Equilibrium Knot

There are n heavy objects, each attached to a sufficiently long elastic rope. Every rope passes from the top of a table through a small circular hole, and all the ropes are tied together at a common knot x below the table. Note that the holes on the table are very small compared to the knot, so even if one object is very heavy, the knot can never fall through a hole—it can only get caught at one of them.
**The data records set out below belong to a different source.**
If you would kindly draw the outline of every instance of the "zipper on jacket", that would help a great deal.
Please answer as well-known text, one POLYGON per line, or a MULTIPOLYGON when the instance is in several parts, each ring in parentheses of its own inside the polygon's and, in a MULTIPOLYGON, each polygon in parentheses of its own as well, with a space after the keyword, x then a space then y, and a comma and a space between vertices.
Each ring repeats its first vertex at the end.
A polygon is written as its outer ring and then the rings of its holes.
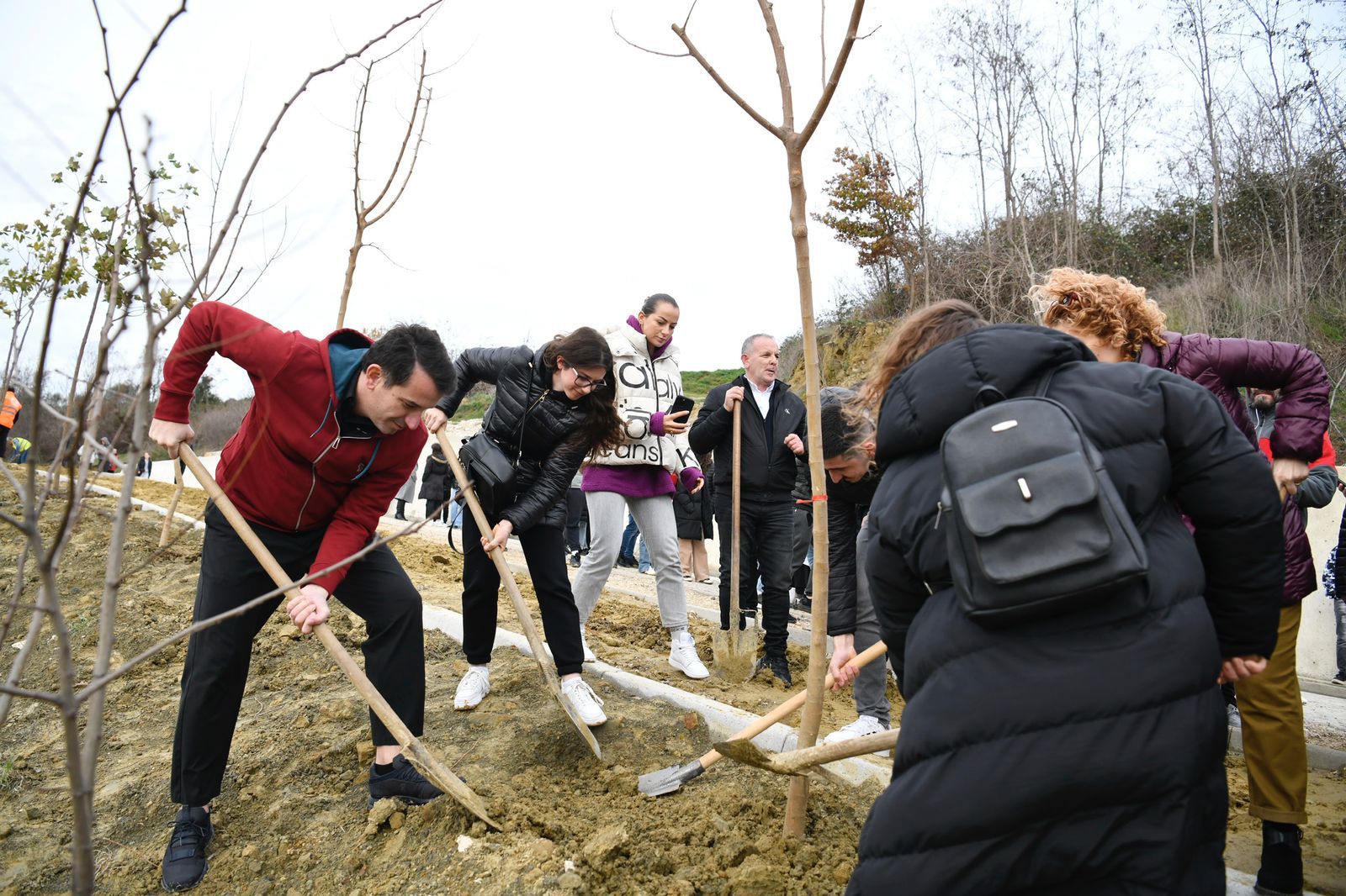
POLYGON ((295 518, 295 531, 299 531, 299 527, 303 525, 304 511, 308 510, 308 502, 312 500, 314 490, 318 488, 318 461, 326 457, 327 452, 331 451, 332 448, 336 448, 338 445, 341 445, 341 424, 336 424, 336 439, 332 440, 332 444, 323 448, 323 453, 318 455, 318 457, 315 457, 314 463, 310 465, 308 494, 304 495, 304 503, 299 506, 299 517, 295 518))

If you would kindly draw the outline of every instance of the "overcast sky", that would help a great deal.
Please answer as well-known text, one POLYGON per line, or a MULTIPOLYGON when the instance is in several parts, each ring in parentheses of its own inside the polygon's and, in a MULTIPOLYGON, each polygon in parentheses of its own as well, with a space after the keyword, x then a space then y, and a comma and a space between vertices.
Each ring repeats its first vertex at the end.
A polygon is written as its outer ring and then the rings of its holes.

Assuming that the ropes are perfectly elastic (i.e. no energy loss) and friction is negligible, the system will eventually reach an equilibrium state. In that state, each heavy object exerts a horizontal pull equal to its weight. The equilibrium position is achieved when the total weight of objects attached to ropes whose holes are to the left of the knot is no more than half of the total weight, and similarly for those on the right. In other words, if each object is associated with a hole position h_i and weight w_i, then after sorting the pairs in increasing order of h, letting the total weight be

[ W = \sum_{i=1}^{n}w_i, ]

the equilibrium knot position is the smallest h_j such that

[ \sum_{i=1}^{j}w_i \geq \frac{W}{2}. ]

Output that h_j as the equilibrium horizontal position of the knot.

inputFormat

The first line contains a single integer n (1 ≤ n ≤ 10⁵), the number of heavy objects (and ropes).

Each of the next n lines contains two space-separated integers h and w (1 ≤ h, w ≤ 10⁹), where h is the horizontal position of the hole on the table for that rope, and w is the weight of the heavy object attached to that rope.

You may assume that multiple ropes can have the same hole position.

outputFormat

Output a single integer — the horizontal position of the knot at equilibrium.

sample

3
1 3
2 3
3 3

2